Les Maures aussi sont des barbares, de naïfs barbares. Pourtant, lorsque l’on considère le point de vie intérieure où ils sont parvenus, on trouve qu’ils ont su mieux que nous se garder de l’inculture et de la grossièreté.

Pour moi, je n’estime pas que le pays de Zoug ramène à la simplicité. L’âme n’y reçoit de la nature aucun soutien. Au contraire, mille souffles religieux viennent s’y battre et, comme l’armature de la civilisation ne nous soutient plus, il ne faut pas songer à éluder le combat. Nous sommes seuls, abandonnés à nous-mêmes, à notre misère, désemparés dans le vent de la plaine, dans les vents qui soufflent des vingt pétales de la rose… la rose des vents. C’est un aigre breuvage que la solitude, et il soûle.

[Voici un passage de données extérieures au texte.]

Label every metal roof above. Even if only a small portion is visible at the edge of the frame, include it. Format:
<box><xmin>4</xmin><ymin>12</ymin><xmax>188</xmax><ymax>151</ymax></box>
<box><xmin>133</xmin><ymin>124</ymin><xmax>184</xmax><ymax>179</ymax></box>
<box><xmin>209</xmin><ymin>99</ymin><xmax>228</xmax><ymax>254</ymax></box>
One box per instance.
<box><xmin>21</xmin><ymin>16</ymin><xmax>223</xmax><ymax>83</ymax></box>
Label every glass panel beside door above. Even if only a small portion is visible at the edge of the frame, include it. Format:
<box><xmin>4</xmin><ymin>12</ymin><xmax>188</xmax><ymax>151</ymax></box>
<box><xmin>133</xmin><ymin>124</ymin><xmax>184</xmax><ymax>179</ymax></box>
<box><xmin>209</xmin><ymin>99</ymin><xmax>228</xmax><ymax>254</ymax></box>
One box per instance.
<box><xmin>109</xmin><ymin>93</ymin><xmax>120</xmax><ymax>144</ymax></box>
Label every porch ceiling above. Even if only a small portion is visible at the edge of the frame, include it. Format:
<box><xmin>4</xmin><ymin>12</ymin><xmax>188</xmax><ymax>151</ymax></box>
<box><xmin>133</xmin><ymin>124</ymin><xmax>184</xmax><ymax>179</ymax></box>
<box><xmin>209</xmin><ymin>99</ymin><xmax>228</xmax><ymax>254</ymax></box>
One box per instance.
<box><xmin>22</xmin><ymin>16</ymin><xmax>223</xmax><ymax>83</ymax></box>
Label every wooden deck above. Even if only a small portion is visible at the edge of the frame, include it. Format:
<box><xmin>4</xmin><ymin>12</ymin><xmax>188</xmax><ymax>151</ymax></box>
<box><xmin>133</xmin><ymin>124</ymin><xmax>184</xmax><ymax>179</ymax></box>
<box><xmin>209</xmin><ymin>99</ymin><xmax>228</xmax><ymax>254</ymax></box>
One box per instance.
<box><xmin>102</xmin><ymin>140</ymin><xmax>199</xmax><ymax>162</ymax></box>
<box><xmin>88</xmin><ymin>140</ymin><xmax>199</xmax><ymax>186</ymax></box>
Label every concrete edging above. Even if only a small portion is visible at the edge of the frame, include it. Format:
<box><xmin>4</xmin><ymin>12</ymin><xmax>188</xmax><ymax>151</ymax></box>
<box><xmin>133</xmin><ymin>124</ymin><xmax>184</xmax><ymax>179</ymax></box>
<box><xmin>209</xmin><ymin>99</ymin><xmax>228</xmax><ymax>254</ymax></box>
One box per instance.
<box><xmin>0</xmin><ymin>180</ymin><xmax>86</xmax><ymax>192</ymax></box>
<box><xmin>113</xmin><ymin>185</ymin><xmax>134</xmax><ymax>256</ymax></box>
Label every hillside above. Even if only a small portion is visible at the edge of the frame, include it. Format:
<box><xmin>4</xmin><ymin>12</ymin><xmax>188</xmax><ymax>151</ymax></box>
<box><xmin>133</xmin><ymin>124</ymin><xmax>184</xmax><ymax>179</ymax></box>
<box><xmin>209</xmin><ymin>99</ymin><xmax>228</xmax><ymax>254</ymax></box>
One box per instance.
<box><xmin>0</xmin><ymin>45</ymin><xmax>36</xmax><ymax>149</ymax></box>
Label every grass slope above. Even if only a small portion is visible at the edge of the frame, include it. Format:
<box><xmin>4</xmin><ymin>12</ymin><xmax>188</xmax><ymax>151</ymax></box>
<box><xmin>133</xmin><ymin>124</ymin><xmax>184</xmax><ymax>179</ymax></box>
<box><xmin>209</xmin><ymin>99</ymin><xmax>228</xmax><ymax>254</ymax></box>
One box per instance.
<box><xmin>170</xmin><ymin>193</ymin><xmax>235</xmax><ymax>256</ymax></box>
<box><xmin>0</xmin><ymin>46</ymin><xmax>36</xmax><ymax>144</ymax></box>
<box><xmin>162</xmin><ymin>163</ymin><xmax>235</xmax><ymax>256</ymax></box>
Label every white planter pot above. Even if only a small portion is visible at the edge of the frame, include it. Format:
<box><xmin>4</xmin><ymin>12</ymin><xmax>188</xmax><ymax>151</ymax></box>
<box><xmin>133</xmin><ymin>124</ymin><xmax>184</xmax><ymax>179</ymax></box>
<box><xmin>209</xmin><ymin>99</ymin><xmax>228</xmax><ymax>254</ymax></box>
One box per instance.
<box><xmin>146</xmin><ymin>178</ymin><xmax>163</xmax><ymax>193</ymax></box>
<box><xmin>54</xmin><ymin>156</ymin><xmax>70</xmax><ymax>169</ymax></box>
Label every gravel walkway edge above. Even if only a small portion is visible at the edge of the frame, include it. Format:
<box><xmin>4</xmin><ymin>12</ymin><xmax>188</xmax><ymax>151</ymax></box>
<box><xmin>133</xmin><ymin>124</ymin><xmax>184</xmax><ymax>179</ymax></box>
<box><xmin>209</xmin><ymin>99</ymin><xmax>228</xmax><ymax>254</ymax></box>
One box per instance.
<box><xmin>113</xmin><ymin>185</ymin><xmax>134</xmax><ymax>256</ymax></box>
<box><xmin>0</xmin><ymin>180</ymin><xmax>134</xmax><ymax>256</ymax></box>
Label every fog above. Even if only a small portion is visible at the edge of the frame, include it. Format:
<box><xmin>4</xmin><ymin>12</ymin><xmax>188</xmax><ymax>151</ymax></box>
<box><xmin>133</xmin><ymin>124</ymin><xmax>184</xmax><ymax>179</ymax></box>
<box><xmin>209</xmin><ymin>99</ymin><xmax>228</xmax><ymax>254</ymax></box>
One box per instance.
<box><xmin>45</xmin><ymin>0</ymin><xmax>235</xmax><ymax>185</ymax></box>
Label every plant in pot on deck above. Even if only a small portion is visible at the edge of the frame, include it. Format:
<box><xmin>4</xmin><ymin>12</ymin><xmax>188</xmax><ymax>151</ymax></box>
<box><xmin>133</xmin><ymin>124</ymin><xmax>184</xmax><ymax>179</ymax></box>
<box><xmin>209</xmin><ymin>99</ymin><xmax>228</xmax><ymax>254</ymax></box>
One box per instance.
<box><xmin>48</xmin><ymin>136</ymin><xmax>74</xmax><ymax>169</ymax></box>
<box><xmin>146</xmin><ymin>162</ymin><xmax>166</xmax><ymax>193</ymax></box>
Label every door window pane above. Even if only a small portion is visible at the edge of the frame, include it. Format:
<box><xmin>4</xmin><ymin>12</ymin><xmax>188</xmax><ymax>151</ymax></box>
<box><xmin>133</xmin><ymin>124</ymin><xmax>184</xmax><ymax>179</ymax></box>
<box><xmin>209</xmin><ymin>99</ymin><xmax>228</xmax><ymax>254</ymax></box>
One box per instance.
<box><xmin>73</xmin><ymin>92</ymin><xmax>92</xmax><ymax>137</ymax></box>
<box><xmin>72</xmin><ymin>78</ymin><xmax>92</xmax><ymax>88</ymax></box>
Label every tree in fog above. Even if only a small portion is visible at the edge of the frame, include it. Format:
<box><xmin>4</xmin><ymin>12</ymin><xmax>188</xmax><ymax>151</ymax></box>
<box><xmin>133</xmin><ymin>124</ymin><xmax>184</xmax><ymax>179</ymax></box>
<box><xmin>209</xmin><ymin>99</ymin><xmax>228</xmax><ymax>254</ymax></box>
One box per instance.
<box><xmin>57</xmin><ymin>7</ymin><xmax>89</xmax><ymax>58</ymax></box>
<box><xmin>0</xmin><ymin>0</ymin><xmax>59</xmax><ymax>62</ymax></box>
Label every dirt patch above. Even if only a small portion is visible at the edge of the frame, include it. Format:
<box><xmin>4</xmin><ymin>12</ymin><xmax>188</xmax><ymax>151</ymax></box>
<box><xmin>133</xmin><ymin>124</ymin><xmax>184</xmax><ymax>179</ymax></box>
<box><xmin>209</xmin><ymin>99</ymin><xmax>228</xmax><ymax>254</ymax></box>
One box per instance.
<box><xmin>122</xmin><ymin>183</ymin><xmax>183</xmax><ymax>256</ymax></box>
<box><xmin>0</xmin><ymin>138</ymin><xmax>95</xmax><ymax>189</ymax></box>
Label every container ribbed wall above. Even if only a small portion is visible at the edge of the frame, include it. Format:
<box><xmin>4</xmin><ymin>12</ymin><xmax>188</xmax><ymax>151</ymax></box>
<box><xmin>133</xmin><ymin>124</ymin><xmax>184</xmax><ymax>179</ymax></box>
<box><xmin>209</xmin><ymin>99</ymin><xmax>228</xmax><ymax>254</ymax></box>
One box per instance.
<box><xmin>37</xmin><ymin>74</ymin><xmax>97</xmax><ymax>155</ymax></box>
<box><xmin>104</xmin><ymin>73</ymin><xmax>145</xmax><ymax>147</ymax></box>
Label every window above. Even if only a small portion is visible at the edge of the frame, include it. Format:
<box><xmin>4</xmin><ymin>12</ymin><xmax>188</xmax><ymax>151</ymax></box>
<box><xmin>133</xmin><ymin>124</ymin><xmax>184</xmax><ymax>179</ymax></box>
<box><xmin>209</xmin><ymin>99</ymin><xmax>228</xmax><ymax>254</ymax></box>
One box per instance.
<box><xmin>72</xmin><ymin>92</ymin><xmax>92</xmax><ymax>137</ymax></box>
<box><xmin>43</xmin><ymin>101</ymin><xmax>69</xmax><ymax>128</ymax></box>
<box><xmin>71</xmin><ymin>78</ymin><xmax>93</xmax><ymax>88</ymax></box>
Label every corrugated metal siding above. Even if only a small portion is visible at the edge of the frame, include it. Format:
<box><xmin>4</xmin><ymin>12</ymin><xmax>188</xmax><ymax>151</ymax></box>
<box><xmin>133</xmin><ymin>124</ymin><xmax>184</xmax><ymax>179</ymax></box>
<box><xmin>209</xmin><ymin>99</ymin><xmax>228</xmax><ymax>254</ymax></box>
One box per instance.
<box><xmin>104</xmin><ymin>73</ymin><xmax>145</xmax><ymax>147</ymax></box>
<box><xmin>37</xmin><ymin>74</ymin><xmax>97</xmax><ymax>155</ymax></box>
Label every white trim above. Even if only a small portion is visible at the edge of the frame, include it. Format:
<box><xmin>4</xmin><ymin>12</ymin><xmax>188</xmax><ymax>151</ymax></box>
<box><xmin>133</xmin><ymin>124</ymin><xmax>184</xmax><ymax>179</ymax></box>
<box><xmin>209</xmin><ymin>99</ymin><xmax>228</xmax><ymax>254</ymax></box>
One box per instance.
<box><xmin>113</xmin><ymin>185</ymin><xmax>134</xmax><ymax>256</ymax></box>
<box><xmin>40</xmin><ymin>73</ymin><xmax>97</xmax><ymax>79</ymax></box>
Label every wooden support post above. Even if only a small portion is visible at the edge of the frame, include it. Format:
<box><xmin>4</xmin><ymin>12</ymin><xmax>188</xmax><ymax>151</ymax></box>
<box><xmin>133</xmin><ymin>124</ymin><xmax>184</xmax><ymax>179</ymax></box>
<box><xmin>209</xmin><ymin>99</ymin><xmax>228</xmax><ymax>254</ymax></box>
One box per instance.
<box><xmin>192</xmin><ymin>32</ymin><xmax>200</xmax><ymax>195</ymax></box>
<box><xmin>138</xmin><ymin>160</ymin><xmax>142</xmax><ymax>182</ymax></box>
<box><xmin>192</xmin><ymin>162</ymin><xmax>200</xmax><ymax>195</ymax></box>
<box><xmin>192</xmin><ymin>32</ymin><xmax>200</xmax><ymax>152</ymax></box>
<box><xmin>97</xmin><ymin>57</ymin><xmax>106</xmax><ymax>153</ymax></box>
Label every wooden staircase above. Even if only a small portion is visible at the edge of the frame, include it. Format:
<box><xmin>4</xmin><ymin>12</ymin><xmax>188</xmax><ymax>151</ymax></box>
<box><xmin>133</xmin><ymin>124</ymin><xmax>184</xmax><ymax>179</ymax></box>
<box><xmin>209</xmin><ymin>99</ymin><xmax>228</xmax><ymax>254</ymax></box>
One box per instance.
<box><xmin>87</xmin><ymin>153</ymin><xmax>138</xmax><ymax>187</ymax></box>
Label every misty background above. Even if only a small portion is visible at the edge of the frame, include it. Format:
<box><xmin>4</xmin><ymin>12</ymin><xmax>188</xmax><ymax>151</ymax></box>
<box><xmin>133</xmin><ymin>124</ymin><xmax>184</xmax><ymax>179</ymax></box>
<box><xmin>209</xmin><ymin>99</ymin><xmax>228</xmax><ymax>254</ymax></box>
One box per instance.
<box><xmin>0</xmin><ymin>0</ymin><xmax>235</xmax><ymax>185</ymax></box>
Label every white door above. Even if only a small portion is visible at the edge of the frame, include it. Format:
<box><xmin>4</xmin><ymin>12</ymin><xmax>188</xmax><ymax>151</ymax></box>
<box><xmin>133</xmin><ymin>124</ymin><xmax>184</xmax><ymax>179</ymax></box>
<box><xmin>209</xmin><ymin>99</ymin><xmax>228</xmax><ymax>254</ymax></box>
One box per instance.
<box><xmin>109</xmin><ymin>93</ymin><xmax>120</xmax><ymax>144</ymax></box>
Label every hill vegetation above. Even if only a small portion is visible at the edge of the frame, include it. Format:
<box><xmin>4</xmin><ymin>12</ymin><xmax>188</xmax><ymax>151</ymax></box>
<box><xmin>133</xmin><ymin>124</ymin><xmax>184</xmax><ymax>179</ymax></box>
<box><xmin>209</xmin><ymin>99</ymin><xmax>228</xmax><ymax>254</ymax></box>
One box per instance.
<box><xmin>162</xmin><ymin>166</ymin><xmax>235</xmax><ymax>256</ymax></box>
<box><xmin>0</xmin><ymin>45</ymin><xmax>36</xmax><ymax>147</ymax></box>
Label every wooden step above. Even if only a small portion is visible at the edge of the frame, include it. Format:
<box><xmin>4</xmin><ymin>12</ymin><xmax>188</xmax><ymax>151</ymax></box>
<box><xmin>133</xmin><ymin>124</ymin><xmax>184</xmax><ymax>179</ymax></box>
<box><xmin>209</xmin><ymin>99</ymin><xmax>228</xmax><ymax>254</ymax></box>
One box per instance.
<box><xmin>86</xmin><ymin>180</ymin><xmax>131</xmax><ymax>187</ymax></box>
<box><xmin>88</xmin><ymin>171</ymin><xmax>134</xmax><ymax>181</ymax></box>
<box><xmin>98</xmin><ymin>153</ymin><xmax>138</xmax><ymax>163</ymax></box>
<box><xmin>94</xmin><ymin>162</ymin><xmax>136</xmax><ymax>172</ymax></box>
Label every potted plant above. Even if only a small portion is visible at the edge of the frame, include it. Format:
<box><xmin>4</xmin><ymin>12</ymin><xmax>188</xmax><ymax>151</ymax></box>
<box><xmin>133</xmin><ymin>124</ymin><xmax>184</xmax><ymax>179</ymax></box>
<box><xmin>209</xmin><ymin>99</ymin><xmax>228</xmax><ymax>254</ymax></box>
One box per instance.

Nous sommes bien avertis qu’il faut retourner à quelque chose, nous ramasser au fond de nous-mêmes. Mais ce n’est pas de simplicité qu’il s’agit. Saint Paul, saint Augustin n’étaient pas des simples ; et rien n’est plus contraire à la tradition française que la foi du charbonnier. Une tentative de rénovation chrétienne, comme celle de Tolstoï, est éminemment contraire au génie français. Ce qui fait le fond de la tradition française, c’est une foi solide — celle de la religion catholique, apostolique et romaine — appuyée sur une large culture, ou parallèle à une large culture intellectuelle. Foi et humanisme. Il était naturel que les ennemis de l’une devinssent les ennemis de l’autre — les mêmes hommes — et nous avons vu cela.

Quand on considère cette haute mission de la race française, cette apparence d’élection qui domine toute son histoire, cette marque divine, et à quel point la France est réellement la Fille aînée de l’Église, il semble que l’on n’ait plus le droit de parler de simplicité. C’est rapetisser, c’est ramener à de trop humaines proportions le génie de la France.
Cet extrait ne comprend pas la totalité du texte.